Troisième thème : la façon particulière qu'ont les femmes d'aborder la croissance de leur entreprise peut avoir des conséquences pour leur capacité d'obtenir du financement. Les femmes n'abordent pas la croissance et la stratégie de leur entreprise comme le font les hommes. Je suis persuadée qu'il existe de nombreuses études qui le confirment par des données concrètes. Mme Orser a dit que ses études permettaient de conclure que les femmes font appel au capital de risque moins fréquemment que les hommes. Je suis tout à fait d'accord. Si vous avez jamais essayé de convaincre un investisseur en capital de risque de vous financer, vous vous demandez peut-être pourquoi il en est ainsi, alors que le capital de risque est l'une des voies les plus rapides vers la réussite. Je me suis adressée plus d'une quarantaine de fois à ces investisseurs de capital de risque pour faire financer mes entreprises, et j'ai appris rapidement que leurs rencontres ont un rythme et un style qui se répète. Elles se caractérisent par la confrontation et des questions et réponses rapides. Ces investisseurs réagissent mieux aux plans d'entreprise et stratégies durs et agressifs qui donnent des résultats rapides sans égard aux coûts pour le capital humain. Les femmes sont plus portées à proposer une stratégie de croissance qui repose sur un solide fondement, celui d'employés productifs, engagés et bien soutenus, où l'équilibre des équipes et l'innovation sont des thèmes fréquents.

J'ai appris à changer ma présentation. J'ai appris très rapidement que ces investisseurs habitués à l'approche très différente de la vaste majorité des PDG ne répondent pas aux approches qui s'écartent de la norme. Je me rappelle distinctement que, sur les 40 investisseurs de capital de risque que j'ai rencontré, seulement trois comptaient des femmes dans leur équipe de prise de décisions. J'ai fini par faire affaire avec quatre de ces investisseurs pendant ma carrière, et deux d'entre eux avaient des femmes qui faisaient partie de l'organe de décision. Bref, 50 p. 100 de mes investisseurs avaient des femmes qui les représentaient à mon conseil, mais il n'y en avait que trois au total. Je ne crois pas que c'était une coïncidence. Cela n'est pas sans lien avec ce que j'ai dit des relations.

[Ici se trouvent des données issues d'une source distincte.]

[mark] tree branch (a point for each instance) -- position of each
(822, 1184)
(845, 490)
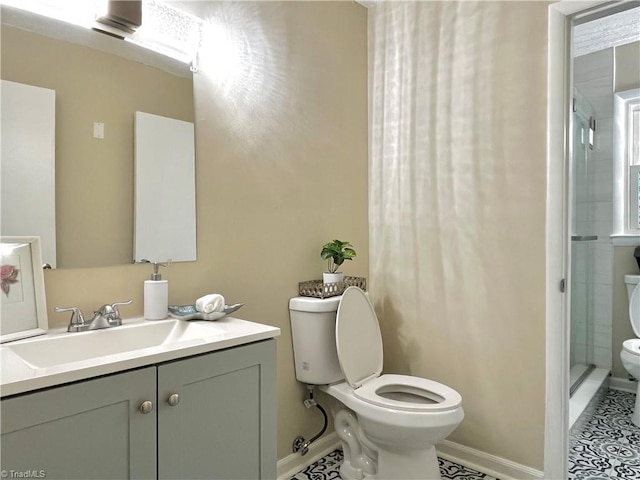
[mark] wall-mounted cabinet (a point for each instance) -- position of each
(211, 416)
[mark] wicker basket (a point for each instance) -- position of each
(318, 289)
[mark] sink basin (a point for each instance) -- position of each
(60, 357)
(50, 351)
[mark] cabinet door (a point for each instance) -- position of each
(87, 430)
(224, 426)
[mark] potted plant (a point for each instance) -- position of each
(336, 252)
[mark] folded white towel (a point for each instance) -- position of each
(214, 302)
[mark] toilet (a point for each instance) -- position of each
(388, 424)
(630, 354)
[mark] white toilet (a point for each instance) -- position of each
(388, 424)
(630, 354)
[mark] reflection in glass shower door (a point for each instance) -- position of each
(581, 250)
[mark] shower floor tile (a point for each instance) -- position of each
(604, 444)
(328, 468)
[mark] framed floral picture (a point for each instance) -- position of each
(23, 308)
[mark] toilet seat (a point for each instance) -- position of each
(634, 310)
(360, 354)
(358, 338)
(403, 392)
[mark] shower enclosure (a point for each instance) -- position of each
(582, 239)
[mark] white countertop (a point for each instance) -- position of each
(17, 375)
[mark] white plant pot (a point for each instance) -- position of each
(332, 277)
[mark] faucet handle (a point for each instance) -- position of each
(77, 319)
(115, 306)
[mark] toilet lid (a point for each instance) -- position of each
(358, 338)
(634, 310)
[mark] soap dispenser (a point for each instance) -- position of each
(156, 295)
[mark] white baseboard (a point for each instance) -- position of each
(294, 463)
(485, 462)
(623, 384)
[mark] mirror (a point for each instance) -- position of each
(99, 82)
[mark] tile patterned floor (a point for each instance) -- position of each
(327, 468)
(604, 444)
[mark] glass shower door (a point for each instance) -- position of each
(582, 282)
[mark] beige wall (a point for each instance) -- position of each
(627, 76)
(281, 169)
(94, 177)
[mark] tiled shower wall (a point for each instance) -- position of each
(593, 261)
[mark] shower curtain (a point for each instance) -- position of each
(457, 206)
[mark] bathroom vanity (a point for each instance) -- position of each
(190, 407)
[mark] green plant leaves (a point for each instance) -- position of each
(336, 252)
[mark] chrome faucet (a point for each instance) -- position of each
(106, 316)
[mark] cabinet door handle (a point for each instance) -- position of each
(173, 399)
(146, 406)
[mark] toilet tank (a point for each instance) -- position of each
(313, 325)
(631, 281)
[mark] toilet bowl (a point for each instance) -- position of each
(630, 353)
(388, 424)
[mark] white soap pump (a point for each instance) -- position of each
(156, 294)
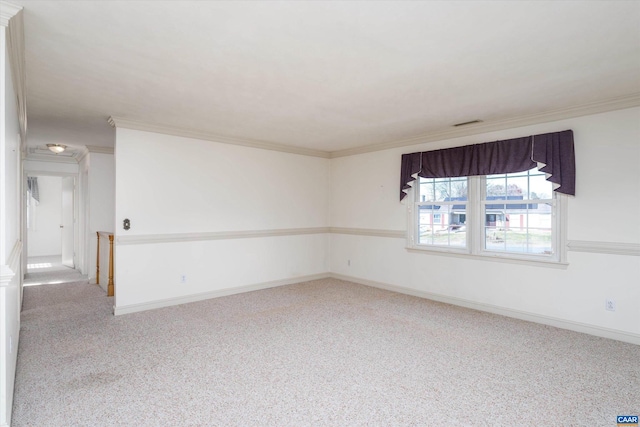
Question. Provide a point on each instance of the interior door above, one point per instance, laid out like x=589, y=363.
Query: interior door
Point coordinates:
x=68, y=184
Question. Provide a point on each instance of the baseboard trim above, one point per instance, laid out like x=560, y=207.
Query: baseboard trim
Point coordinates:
x=517, y=314
x=134, y=308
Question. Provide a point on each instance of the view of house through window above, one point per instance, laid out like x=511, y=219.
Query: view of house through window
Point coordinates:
x=507, y=213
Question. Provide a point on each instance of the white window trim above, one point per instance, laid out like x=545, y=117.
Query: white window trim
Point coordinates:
x=475, y=223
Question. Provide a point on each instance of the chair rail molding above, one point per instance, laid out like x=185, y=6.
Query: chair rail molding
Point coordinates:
x=216, y=235
x=613, y=248
x=10, y=269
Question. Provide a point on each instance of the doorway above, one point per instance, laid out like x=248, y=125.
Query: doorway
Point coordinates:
x=51, y=229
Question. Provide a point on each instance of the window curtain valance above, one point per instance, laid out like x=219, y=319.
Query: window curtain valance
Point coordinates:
x=551, y=153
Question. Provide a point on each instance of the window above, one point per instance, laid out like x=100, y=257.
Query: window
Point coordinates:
x=515, y=215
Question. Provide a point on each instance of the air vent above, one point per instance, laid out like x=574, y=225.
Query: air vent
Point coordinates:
x=467, y=123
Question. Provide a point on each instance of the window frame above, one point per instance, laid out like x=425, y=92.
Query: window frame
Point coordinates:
x=476, y=231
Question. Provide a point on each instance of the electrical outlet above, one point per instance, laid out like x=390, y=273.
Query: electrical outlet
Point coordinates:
x=610, y=305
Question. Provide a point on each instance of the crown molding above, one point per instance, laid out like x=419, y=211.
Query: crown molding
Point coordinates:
x=44, y=155
x=118, y=122
x=11, y=17
x=620, y=103
x=8, y=11
x=99, y=149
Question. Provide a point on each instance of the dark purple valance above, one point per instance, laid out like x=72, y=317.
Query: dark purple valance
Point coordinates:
x=552, y=153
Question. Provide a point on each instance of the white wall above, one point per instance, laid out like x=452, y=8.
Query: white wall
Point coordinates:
x=168, y=186
x=10, y=244
x=44, y=233
x=101, y=200
x=606, y=208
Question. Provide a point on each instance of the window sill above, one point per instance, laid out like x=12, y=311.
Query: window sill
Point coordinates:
x=495, y=258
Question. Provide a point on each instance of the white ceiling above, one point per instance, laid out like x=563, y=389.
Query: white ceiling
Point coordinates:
x=321, y=75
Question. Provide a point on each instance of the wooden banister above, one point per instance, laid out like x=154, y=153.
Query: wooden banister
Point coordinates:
x=110, y=283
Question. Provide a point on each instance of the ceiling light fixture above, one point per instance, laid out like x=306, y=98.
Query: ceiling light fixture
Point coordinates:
x=56, y=148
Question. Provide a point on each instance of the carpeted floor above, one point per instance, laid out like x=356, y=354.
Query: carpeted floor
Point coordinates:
x=325, y=352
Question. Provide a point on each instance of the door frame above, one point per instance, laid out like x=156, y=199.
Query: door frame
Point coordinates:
x=78, y=232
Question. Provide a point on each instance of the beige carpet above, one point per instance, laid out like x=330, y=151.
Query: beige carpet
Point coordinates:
x=322, y=353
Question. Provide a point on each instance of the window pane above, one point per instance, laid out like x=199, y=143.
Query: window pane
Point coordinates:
x=443, y=225
x=496, y=187
x=520, y=228
x=540, y=188
x=426, y=190
x=450, y=189
x=517, y=187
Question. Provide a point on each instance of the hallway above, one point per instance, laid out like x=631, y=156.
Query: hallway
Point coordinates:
x=48, y=270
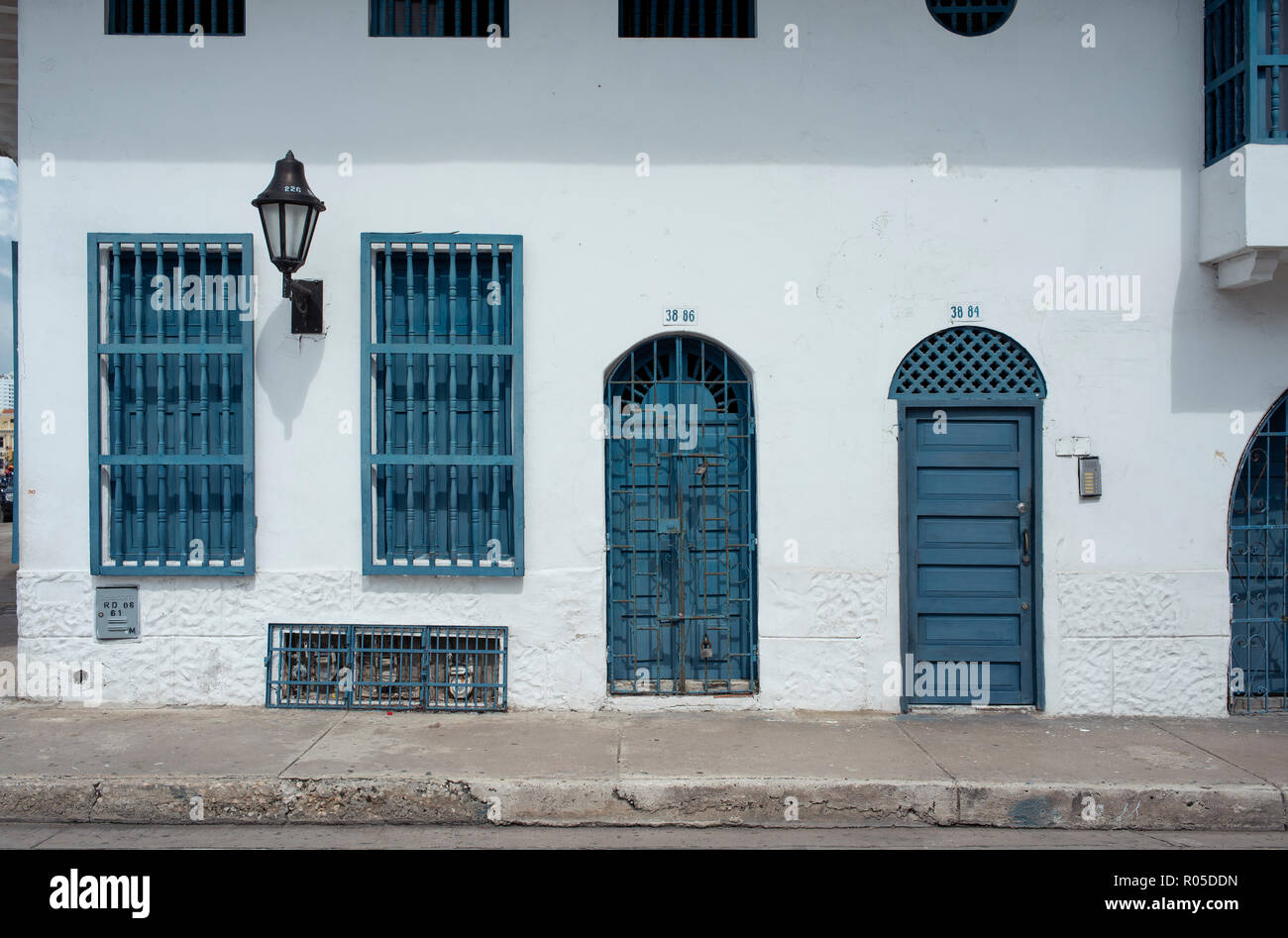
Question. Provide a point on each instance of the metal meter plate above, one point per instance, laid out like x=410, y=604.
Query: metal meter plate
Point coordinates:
x=116, y=612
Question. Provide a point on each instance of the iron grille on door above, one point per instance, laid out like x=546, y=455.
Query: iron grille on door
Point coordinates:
x=1258, y=570
x=443, y=429
x=175, y=17
x=687, y=18
x=386, y=668
x=439, y=17
x=171, y=405
x=969, y=361
x=1241, y=62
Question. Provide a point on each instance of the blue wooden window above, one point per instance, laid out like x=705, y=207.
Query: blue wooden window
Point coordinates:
x=971, y=17
x=438, y=17
x=442, y=376
x=1243, y=55
x=687, y=18
x=171, y=405
x=175, y=17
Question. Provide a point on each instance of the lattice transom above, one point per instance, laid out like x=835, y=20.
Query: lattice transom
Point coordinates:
x=969, y=361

Au bout du compte, je crois qu'il peut être prouvé que les entreprises dirigées par des femmes ont des caractéristiques distinctes, mais c'est une bonne chose. Les différences ouvrent la possibilité de créer des programmes et des politiques d'intérêt public qui reconnaissent ces différences et adaptent les programmes à un segment particulier. Les programmes qui tiennent compte de ces différences rapportent de deux façons : la croissance économique dont nous avons parlé et une plus grande innovation grâce à la diversité. Il ne faut pas négliger le deuxième point. Pour stimuler l'innovation, une façon de penser différente, des points de vue différents, des perspectives différentes sont essentiels. Si nous avions plus d'entreprises où les équipes sont mieux équilibrées par la représentation de la diversité, il y aurait plus d'innovation.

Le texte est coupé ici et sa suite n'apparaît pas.